Alla luce dei tanti commenti sul suicidio di Stefano Argentino, pubblichiamo l’intervento di Angelo Fabio Costantino, già garante dei minori del Comune di Messina, che offre un toccante e lucido punto di vista sulla morte del giovane assassino, avvenuta nel carcere di Gazzi. Costantino invita a riflettere senza dimenticare l’umanità di un ragazzo che si è tolto la vita, e denuncia le profonde criticità del sistema penitenziario e sociale italiano, evidenziando come questa tragedia sia lo specchio di un Paese che fatica a tutelare sia le vittime che i detenuti. Di seguito, il suo appello coraggioso e commovente.
“Si è tolto la vita Stefano con le lenzuola portate in carcere da sua madre.
Si è ucciso in cella appendendosi al soffitto.
Voglio chiamarlo Stefano e non l’assassino di Sara Campanella, perché anche di fronte al suicidio di un ragazzo che si è macchiato di un delitto efferato non bisognerebbe perdere l’umanità.
È morto suicida dentro un Istituto di pena, dentro uno di quelli dove ogni anno si tolgono la vita circa 100 detenuti.
Si è impiccato in carcere a Messina, a Gazzi, dove da anni i Sindacati denunciano la carenza di personale di sorveglianza ed educativo, dove le aggressioni agli agenti sono frequentissime, dove si è tentato di far entrare la droga con i droni, dove sono stati sequestrati telefoni e dove la stessa Direttrice nei mesi scorsi è stata aggredita dai detenuti.

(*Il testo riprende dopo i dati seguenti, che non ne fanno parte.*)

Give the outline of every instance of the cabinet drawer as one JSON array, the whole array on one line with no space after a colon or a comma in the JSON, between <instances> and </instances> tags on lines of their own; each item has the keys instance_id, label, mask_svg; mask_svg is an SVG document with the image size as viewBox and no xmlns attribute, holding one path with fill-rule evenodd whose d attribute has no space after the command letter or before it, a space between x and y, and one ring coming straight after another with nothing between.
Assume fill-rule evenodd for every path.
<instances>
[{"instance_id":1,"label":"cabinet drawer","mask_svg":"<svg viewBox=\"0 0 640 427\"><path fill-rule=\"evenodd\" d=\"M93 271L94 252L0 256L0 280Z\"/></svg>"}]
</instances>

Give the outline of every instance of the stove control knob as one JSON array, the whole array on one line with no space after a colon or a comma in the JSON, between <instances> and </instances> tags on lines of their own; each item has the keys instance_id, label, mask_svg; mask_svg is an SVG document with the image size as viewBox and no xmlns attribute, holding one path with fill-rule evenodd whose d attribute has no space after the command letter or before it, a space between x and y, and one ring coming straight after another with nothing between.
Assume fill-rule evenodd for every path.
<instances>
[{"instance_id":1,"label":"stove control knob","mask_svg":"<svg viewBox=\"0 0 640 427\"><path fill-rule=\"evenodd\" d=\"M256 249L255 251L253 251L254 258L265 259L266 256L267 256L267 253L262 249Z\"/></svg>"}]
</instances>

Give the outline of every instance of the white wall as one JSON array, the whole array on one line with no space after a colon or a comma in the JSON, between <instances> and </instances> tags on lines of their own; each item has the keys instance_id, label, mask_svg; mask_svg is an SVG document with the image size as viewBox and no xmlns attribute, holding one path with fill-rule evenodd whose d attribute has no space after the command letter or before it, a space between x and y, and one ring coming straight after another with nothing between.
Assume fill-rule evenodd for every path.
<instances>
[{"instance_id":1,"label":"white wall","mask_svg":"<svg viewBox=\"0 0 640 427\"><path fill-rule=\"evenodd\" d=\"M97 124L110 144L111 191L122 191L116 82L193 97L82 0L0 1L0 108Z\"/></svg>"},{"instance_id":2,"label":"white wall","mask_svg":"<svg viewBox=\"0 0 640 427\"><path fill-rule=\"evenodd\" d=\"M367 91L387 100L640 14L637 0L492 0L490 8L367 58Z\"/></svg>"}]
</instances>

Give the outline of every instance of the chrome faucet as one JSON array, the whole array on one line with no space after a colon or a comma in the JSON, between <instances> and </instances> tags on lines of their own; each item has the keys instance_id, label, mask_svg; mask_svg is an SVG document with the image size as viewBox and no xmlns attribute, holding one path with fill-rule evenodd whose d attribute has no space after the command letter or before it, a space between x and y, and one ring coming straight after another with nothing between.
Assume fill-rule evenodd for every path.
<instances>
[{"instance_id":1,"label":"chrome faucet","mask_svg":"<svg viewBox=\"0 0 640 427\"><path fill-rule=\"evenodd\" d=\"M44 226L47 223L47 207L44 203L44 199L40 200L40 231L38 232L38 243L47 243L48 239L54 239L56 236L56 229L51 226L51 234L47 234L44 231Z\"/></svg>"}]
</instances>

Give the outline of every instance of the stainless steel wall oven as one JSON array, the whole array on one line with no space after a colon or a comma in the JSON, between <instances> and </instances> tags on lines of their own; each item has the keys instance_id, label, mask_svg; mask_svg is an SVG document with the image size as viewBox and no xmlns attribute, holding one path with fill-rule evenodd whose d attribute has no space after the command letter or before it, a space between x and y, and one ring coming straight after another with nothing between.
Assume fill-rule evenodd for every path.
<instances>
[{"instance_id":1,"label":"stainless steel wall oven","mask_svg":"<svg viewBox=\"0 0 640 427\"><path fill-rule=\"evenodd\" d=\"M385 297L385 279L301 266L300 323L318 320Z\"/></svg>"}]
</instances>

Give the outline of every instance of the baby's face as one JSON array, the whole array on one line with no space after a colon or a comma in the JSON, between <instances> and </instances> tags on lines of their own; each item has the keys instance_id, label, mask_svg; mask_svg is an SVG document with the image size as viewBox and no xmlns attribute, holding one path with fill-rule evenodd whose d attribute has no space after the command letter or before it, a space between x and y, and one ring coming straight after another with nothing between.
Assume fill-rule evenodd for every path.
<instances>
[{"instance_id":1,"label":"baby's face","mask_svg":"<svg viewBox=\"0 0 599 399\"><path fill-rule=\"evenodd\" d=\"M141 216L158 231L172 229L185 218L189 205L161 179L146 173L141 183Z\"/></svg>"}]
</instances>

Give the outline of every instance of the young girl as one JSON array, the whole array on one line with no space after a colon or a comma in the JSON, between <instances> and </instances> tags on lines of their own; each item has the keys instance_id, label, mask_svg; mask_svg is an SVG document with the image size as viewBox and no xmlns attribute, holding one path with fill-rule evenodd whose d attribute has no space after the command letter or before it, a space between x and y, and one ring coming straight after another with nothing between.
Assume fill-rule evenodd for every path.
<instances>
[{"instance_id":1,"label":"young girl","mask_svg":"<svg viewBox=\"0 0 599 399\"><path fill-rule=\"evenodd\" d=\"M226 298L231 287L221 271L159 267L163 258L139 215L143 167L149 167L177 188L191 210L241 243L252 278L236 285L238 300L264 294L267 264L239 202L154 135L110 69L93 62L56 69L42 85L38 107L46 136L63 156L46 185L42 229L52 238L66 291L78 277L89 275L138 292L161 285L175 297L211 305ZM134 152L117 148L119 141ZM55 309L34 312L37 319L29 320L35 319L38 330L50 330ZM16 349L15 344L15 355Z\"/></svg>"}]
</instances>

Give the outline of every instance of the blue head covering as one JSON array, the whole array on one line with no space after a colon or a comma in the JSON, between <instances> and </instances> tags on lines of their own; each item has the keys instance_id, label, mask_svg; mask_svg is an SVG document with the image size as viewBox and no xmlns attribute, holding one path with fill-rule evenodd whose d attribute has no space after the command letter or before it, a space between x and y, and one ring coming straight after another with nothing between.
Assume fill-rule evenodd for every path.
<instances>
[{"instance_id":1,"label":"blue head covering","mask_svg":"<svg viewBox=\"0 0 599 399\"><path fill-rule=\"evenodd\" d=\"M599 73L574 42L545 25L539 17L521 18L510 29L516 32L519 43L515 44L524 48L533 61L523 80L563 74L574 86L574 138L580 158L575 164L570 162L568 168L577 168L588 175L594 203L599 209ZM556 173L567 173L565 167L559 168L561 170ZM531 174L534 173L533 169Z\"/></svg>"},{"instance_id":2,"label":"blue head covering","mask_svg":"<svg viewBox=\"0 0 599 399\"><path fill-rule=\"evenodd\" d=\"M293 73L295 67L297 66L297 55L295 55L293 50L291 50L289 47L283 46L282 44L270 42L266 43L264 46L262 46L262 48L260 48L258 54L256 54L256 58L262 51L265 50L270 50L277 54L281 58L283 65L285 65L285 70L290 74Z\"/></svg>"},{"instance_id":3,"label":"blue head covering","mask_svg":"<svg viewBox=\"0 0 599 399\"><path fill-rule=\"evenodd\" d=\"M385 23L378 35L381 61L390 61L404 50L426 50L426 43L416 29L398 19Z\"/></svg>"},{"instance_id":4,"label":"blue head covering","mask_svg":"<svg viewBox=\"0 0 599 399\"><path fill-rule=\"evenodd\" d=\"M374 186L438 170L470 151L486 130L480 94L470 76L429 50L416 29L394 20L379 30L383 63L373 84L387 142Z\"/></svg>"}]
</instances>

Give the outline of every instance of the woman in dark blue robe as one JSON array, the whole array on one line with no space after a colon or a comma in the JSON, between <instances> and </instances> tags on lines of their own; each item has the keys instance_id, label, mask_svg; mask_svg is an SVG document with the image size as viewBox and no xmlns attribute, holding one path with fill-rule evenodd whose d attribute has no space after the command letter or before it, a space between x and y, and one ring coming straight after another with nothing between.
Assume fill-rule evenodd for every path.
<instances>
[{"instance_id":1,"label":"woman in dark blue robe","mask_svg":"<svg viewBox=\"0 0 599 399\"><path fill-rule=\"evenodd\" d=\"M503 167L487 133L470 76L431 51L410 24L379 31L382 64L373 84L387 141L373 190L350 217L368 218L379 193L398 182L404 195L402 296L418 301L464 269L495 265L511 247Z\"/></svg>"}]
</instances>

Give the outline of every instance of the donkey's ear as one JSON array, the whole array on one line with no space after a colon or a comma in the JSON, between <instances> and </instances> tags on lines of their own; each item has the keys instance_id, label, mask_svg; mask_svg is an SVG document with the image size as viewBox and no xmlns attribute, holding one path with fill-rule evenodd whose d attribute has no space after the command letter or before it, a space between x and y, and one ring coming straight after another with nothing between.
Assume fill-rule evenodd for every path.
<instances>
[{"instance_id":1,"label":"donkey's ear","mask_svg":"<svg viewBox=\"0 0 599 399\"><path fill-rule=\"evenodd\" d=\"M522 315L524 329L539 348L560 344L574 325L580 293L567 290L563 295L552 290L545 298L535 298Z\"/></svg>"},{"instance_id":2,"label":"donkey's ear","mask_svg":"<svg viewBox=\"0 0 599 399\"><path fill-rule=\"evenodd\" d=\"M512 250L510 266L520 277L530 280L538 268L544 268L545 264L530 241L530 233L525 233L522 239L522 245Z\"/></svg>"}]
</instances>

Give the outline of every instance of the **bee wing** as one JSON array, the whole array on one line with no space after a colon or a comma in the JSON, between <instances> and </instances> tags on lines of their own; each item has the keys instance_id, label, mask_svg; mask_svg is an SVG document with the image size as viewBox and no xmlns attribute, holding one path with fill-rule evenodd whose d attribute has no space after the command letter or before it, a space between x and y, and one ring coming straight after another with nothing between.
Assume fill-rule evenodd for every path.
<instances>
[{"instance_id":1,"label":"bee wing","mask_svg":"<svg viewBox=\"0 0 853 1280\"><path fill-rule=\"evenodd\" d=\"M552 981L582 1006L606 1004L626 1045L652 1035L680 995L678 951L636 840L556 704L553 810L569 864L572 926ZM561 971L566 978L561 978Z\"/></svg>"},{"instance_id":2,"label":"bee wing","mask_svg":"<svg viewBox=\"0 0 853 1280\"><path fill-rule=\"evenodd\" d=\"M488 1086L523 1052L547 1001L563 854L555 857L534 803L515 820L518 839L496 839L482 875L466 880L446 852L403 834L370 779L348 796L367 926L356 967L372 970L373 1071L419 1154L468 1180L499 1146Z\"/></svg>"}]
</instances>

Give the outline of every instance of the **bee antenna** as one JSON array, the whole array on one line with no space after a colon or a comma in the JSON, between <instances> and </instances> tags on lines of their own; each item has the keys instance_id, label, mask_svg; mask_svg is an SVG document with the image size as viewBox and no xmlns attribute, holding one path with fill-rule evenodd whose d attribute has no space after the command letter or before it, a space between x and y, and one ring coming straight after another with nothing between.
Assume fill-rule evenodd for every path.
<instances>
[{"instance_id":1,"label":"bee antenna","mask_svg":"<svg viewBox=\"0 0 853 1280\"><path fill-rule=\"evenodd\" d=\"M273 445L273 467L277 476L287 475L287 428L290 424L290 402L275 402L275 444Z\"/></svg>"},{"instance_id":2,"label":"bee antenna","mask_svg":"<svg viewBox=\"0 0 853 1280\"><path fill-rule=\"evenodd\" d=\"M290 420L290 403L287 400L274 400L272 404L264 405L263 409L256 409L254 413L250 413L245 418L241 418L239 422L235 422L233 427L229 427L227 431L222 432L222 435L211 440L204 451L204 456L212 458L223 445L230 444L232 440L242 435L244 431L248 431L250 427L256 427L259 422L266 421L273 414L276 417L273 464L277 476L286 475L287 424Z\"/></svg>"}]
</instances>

La morte di questo ragazzo non cancella le sue responsabilità e non fa giustizia a Sara e alla sua famiglia ma consegna l’immagine di uno Stato che non sa proteggere le donne vittime di violenza e non sa garantire una giusta detenzione ai colpevoli.
Fin quando la salute mentale non diventerà una priorità di questo paese registreremo altre tragedie, altre morti, altre donne uccise da violenti e da malati.
Il suicidio di Stefano ci consegna una amara verità.
Sara poteva essere salvata, Sara avrebbe potuto laurearsi e realizzare i suoi sogni.
Se solo il sistema avesse funzionato Sara non sarebbe morta.
Molti dei politici che chiedono giustizia e si indignano sono gli stessi che tagliano la spesa pubblica per la sanità e per la salute mentale, che tagliano i fondi per la prevenzione e che non sostengono i centri antiviolenza.
Basterebbe convenzionare i Centri antiviolenza accreditati secondo parametri precisi, garantire loro sedi gratuite e fondi da rendicontare regolarmente.
Non basta rinchiudere in carcere gli assassini per sentirsi la coscienza pulita.
Bisogna garantirgli una giusta detenzione da paese civile quale è l’ Italia, in cui alla sicura detenzione, alla certezza della pena si associ l’assistenza sanitaria e dove possibile anche la rieducazione.
Dietro un delitto c’è spesso la disattenzione di uno Stato che non sa proteggere e non sa punire, che costruisce tragedie dentro la tragedia.
Mi auguro che almeno uno dei nostri Deputati o Senatori decida di chiedere una ispezione urgente nel carcere di Gazzi per certificare le condizioni in cui versa la struttura, le condizioni lavorative del personale e le condizioni in cui vivono i detenuti perché uno Stato degno di questo nome non invoca la vendetta, non lascia solo il personale non fa propaganda sul dolore.
Ho il cuore spezzato per Sara e per la sua famiglia a cui è stato negato persino il processo.
Non gioisco per la morte di Stefano ma provo una profonda pena”.